Rêverie en Adagio – Streetart par PolarBear Stencils, Paris

À la fin de l’Allegro, elle mit en pause sur son écran l’interprétation par l’orchestre de Radio France du Trio n°4 en si bémol majeur de Beethoven. Elle prit son violoncelle dans ses mains délicates, s’assit, inspira et commença de jouer l’Adagio. Les notes berçaient sa chambre d’un calme mouvement de balancier. Elle s’attardait sur les quatre premières mesures, dont elle savourait les yeux fermés la quiétude, allongeant le frottement de l’archet sur les cordes et répétant leur dialogue indéfiniment.

La musique, lui semblait-il, vivait à présent seule, hors de l’invocation de son instrument. Alors seulement, la suite du morceau se déroula, et permit à l’écoulement du piano et de la clarinette de se joindre à la rivière mélodieuse sans tumulte. L’air jouait dans la tête de la fillette, et comme depuis une vieille barque, elle se laissait porter par lui et suivait paisiblement son cours, contemplant la beauté de la berge couverte d’herbe verte, laissant ses mains apprécier la fraîcheur de l’eau qui passait là.

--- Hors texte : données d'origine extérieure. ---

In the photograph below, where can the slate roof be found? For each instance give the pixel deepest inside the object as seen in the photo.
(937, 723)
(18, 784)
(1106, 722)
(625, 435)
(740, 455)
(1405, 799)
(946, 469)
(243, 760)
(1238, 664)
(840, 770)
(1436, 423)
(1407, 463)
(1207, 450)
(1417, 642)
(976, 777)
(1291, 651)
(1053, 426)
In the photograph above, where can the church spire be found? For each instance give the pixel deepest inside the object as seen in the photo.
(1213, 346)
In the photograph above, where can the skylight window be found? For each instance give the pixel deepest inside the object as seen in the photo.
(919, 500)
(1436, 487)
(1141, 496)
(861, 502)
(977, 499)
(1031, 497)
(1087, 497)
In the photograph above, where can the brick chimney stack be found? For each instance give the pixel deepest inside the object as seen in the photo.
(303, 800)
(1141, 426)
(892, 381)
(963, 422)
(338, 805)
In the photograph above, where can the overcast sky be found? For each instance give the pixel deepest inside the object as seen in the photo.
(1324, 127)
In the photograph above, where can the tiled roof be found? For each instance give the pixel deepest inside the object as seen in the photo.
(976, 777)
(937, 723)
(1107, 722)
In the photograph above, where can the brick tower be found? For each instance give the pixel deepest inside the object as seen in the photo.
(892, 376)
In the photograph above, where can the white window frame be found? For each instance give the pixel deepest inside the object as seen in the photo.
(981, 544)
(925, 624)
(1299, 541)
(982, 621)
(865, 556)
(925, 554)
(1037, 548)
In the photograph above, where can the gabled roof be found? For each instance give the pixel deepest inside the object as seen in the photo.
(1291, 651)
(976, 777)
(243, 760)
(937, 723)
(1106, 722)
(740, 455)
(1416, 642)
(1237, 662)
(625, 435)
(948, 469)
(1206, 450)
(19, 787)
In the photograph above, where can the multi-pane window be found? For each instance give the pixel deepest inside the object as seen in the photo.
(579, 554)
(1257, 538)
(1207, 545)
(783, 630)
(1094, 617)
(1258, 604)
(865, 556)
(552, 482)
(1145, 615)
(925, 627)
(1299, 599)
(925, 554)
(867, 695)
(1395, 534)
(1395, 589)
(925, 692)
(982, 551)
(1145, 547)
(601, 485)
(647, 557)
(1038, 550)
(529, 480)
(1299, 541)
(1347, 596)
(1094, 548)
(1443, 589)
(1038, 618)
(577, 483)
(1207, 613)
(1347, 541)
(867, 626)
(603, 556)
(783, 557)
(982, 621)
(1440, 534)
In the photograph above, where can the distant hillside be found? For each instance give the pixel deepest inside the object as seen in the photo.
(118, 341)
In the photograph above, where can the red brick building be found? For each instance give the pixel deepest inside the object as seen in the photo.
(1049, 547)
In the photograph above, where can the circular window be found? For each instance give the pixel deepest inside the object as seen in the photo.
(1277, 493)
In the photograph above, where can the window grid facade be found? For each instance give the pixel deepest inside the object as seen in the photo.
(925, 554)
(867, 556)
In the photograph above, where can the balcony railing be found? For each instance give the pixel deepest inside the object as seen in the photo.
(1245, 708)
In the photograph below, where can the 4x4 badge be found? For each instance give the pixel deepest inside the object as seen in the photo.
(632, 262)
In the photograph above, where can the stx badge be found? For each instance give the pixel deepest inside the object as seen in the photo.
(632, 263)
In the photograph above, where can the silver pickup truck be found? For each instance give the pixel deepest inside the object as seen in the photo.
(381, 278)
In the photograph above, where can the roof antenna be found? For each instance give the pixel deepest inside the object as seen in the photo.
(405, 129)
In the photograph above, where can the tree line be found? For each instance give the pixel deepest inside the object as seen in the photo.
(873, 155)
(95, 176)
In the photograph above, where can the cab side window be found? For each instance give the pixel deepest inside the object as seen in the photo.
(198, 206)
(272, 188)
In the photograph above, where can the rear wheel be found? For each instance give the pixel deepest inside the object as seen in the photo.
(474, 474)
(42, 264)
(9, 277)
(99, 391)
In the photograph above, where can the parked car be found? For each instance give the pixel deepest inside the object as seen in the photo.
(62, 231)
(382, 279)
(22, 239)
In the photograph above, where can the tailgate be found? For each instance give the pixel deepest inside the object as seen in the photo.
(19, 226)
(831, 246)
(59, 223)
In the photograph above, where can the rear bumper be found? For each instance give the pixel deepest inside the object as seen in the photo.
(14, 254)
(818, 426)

Dans sa rêverie, le jour finissant recouvrit discrètement les couleurs du soir. Les lumières de la maison familiale commençaient à briller dans l’obscurité et guidèrent son retour. À mesure qu’elle se rapprochait, le trio recommençait avec une étonnante proximité qui n’était plus l’œuvre unique de son esprit. Doucement, elle pénétra dans le salon tamisé d’où les notes du morceau s’échappaient et vit ses parents jouer complices les portées du génie viennois.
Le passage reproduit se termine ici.